I wouldn’t say we’re struggling. We’ve made the conscious choice not to build some data analysis features that we feel aren’t the most useful to the vast majority of riders. If you have some in mind that we should build please put it in here and we can discuss.

Two things:

  1. We do have knowledgeable staff and people with degrees on staff. We aren’t making people faster by accident.

  2. The interesting thing about AI/ML is you don’t need domain specific experts to figure out the answer. You just need a success case to train against. Thing about the dog classifiers that I bet some of you have seen. They didn’t need people with PHDs about the structure of a dog’s face. You just need to train it what a dog looks like and ML will become the expert. I think we’ve got the worlds best dataset to do this right.

I think we’ll see multiple levels of adaptive coaching in the future just like we do with driving. I’m going to make some levels up off the top of my head.

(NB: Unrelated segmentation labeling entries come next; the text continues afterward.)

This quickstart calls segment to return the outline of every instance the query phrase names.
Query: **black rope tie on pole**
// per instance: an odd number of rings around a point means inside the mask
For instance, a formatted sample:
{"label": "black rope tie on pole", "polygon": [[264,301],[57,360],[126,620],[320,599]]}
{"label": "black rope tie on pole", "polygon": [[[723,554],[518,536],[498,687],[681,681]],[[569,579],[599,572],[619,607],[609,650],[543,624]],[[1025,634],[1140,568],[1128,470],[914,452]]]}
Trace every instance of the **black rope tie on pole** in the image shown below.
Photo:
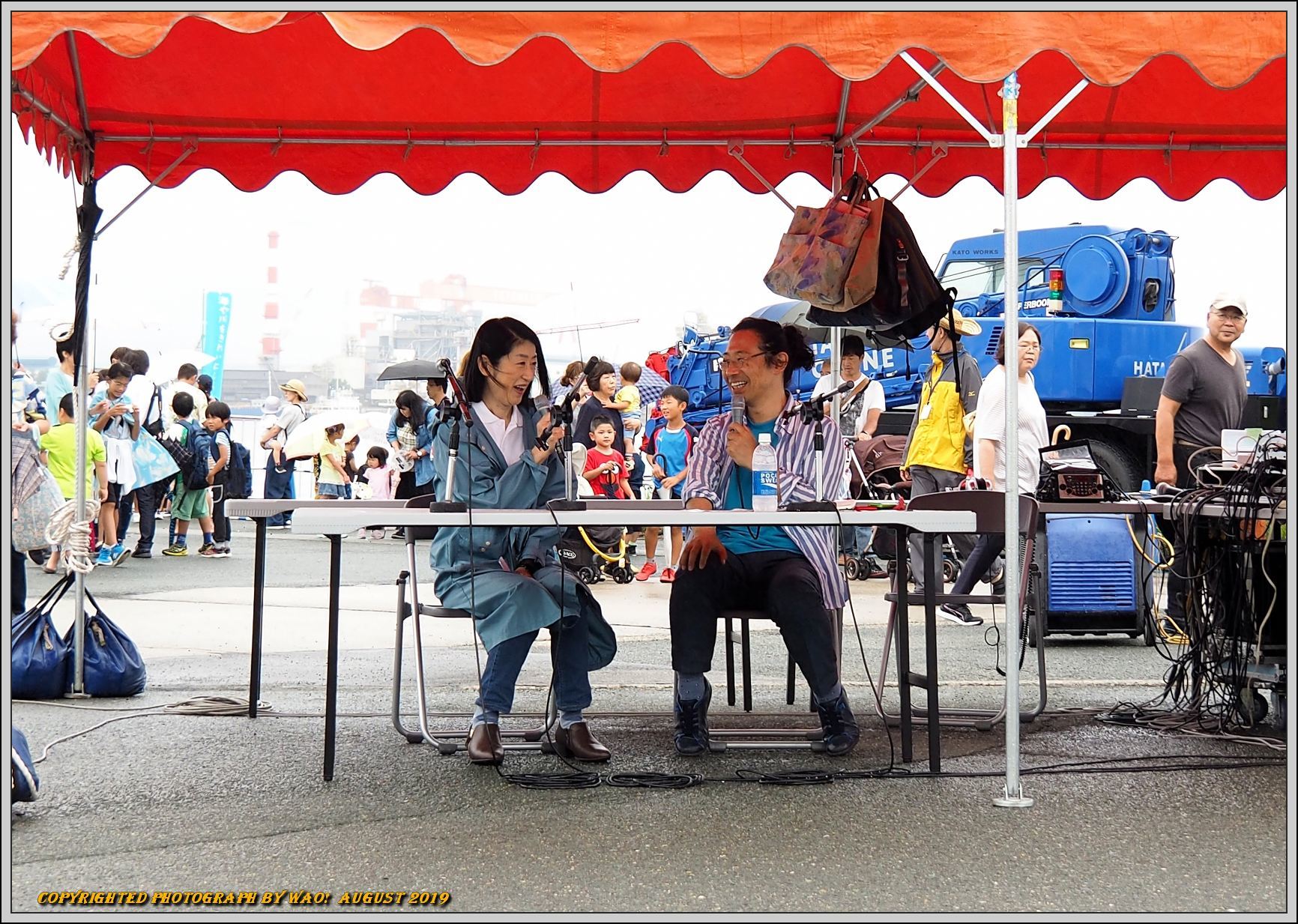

Level 1 - Your plan is created based with some kind of inputs (race dates, event type, etc)
Level 2 - Your plan changes if you deviate from the plan
Level 3 - Your plan takes into account past performance
Level 4 - Your plan takes into account how you specifically react to training stimuli.
Level 5 - redacted :smiley:

None of these would require AI, but I think if you want to solve it WELL it will require it. I think we’ve seen people do Level 1/2 and it’s OK but not what we all desire.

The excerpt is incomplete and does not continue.